Today, it’s looking more like Christmas than almost-April. We’ve received quite a bit of snow in the last few days and it’s making me long for spring more than ever. In honor of that first real spring day that’s sure to come (eventually), let’s talk about what is sitting quietly beneath all that pretty white stuff…
Last week I watched the documentary Dirt: The Movie, based on the book by William Bryant Logan. It’s a fabulous compilation of scientists, farmers, and thinkers all coming together and talking about the unassuming, unsung element that is below our feet.
If you think dirt is a boring subject, you’ll be surprised at just how quickly you’ll be drawn into this documentary. You’ll meet a wine expert who actually tastes the soils of the vineyards he visits; you’ll be introduced to physicist/activist/farmer Vandana Shiva, who works to save seeds in India; you’ll hear from a man who runs a horticulture job-training program for inmates at NYC Riker’s Island prison.
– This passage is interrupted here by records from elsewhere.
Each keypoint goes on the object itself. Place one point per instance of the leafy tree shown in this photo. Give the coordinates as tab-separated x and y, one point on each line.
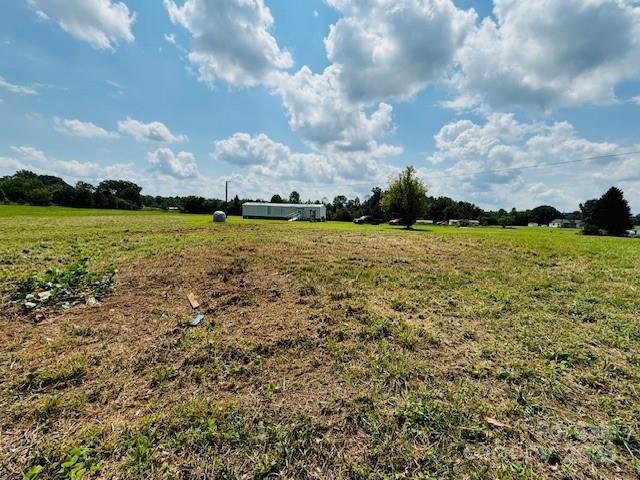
294	197
118	194
405	197
339	202
373	205
612	212
544	214
40	196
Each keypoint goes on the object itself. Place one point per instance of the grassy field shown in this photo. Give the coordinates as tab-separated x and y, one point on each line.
327	351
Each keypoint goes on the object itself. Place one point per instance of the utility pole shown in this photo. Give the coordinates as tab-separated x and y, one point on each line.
226	196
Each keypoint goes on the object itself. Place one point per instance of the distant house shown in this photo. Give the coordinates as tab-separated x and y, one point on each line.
285	211
562	223
464	223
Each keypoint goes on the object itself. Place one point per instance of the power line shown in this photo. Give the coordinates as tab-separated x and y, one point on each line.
506	169
540	165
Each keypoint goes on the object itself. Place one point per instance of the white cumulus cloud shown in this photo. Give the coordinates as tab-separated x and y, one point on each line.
153	132
394	48
545	54
81	129
178	165
19	89
231	40
262	157
101	23
29	153
502	162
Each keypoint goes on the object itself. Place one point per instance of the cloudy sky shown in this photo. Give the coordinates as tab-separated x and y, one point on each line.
327	96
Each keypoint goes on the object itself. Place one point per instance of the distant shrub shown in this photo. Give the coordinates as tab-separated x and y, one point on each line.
73	282
590	229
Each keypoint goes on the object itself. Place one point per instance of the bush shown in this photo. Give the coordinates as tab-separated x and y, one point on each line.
590	229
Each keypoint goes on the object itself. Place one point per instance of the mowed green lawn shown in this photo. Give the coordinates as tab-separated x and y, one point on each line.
327	351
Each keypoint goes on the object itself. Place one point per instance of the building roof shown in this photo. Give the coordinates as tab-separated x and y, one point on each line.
294	205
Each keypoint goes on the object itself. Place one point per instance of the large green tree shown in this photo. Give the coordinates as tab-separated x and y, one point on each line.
610	213
294	197
544	214
406	197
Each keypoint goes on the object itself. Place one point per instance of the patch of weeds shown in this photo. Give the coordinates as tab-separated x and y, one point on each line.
549	455
71	283
469	334
307	289
76	464
525	401
514	469
161	375
51	378
403	306
46	412
341	295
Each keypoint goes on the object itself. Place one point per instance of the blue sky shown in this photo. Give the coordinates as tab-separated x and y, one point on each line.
326	96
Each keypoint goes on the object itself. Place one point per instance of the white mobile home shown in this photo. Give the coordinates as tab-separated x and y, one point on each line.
285	211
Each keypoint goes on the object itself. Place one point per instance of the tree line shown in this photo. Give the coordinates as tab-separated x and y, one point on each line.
26	187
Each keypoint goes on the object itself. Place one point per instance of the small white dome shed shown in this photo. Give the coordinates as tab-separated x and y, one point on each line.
219	216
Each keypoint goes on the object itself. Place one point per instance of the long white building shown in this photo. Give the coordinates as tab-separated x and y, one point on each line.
285	211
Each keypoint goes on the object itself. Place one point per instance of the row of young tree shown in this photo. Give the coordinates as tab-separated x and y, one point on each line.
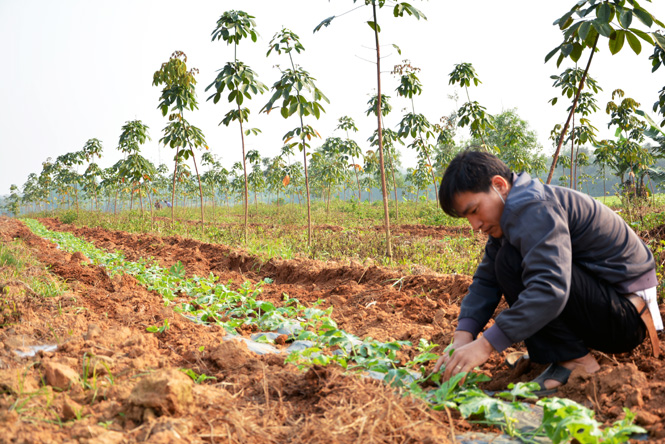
338	160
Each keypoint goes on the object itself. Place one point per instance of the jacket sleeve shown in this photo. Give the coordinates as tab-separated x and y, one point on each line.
539	230
484	294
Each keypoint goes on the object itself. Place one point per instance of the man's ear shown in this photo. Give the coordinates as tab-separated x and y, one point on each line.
500	183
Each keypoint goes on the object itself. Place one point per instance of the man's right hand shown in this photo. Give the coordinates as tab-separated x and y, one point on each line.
460	338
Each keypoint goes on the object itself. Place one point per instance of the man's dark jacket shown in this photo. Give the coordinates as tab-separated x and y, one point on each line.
552	227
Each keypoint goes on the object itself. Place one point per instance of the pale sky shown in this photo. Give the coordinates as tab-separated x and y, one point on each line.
75	70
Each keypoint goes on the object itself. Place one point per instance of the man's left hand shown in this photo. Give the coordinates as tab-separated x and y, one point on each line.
467	357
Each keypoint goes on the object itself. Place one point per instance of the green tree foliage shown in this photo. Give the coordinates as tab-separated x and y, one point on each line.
179	94
584	24
239	80
299	95
517	145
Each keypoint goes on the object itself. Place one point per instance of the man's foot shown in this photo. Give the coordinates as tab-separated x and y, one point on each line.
588	362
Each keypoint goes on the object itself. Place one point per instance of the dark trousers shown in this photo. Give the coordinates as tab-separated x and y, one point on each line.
595	316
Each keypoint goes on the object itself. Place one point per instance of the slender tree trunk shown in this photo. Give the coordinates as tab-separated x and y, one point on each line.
196	168
570	115
244	168
384	191
175	172
309	203
572	154
357	178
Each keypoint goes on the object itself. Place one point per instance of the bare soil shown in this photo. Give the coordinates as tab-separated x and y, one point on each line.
254	398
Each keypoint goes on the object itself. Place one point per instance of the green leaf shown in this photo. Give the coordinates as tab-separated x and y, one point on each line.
576	53
603	28
604	12
617	40
375	27
660	40
643	16
325	22
634	42
584	30
641	34
625	18
551	53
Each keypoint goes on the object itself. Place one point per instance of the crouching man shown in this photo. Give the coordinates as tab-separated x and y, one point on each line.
574	274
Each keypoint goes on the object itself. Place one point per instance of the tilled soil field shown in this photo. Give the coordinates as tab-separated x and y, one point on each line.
253	398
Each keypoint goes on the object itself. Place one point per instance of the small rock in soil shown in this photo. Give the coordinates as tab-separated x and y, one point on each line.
60	376
71	409
166	391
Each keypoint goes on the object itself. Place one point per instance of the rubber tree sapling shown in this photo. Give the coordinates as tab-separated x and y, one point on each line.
582	27
135	169
292	89
179	94
568	81
388	137
239	80
350	147
471	113
399	9
415	125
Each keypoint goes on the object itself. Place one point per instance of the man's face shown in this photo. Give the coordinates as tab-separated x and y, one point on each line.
483	210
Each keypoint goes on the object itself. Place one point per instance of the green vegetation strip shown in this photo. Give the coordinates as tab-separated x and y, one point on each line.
212	302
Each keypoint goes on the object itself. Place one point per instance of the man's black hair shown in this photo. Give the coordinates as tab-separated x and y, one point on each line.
470	171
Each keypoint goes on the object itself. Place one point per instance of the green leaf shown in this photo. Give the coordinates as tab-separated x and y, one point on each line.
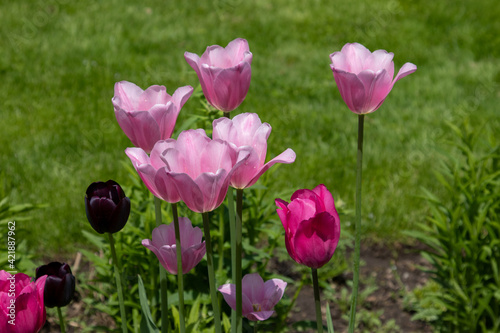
329	322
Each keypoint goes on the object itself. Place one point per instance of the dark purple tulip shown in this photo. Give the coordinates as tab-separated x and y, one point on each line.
106	206
59	286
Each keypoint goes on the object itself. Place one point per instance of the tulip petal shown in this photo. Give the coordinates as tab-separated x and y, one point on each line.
286	157
407	69
316	240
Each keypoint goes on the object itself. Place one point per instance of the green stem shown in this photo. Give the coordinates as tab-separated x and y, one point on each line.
221	245
294	299
118	279
317	301
211	274
232	231
357	245
180	278
239	251
61	320
165	325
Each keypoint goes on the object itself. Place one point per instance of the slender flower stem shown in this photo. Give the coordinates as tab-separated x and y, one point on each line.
118	279
180	278
317	301
61	320
232	231
239	231
211	274
165	325
290	307
357	245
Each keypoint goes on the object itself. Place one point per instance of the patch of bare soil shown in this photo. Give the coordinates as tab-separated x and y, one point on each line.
393	270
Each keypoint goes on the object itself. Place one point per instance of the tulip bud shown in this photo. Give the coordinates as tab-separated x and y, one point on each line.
60	284
312	226
21	303
224	73
106	206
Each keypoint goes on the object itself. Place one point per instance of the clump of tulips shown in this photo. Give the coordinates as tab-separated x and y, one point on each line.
201	172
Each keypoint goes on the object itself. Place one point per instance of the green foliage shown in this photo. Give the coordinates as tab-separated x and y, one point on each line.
463	236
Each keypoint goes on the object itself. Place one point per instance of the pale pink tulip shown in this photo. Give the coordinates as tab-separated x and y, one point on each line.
258	297
163	245
364	79
22	307
201	168
153	171
247	131
224	73
147	116
312	226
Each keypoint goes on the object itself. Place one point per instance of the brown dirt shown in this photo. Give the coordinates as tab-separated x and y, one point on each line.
393	270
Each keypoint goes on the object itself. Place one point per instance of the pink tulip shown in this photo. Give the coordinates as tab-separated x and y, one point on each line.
224	73
163	245
21	302
247	131
259	298
365	79
193	168
312	226
153	171
147	116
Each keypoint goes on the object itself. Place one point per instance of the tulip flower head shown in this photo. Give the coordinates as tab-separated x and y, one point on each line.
164	247
224	73
364	78
147	116
312	226
60	284
153	171
198	167
247	131
106	206
259	297
22	307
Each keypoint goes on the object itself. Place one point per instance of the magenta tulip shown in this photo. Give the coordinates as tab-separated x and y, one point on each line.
247	131
22	307
224	73
259	297
147	116
163	245
365	79
312	226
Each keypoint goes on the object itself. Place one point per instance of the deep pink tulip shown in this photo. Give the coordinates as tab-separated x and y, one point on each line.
163	245
22	308
193	168
224	73
258	298
153	171
147	116
312	226
365	79
244	131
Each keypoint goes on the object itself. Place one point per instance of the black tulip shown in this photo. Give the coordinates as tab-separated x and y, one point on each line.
59	286
106	206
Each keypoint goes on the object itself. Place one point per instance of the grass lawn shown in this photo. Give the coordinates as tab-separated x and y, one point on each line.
59	61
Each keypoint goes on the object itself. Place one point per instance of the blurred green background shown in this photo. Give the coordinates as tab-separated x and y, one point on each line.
60	59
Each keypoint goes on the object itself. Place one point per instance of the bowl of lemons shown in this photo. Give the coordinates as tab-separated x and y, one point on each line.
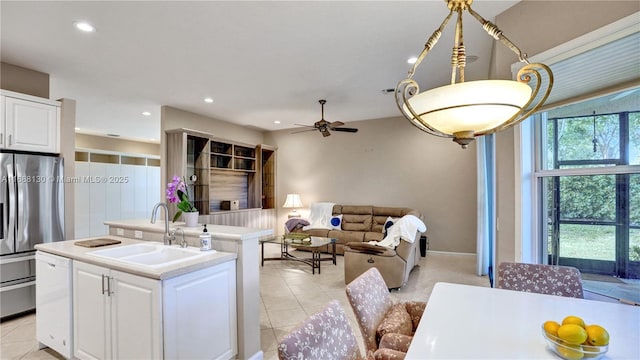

You’ll also meet a contracting company who uses mud for their building projects, and you’ll see mycologist Paul Stamets’ tromping around in the forest.
Harvard professor Peter Girguis says,
“What we often call dirt, you know, the stuff you are trying to wash off our car or wash off our driveways, are really these soils and sediments that are vital to keeping our biosphere healthy, which is all about keeping the plants and animals and ourselves alive. Soils and sediments are really more like a living skin on the earth, and they are the stewards of our planet.”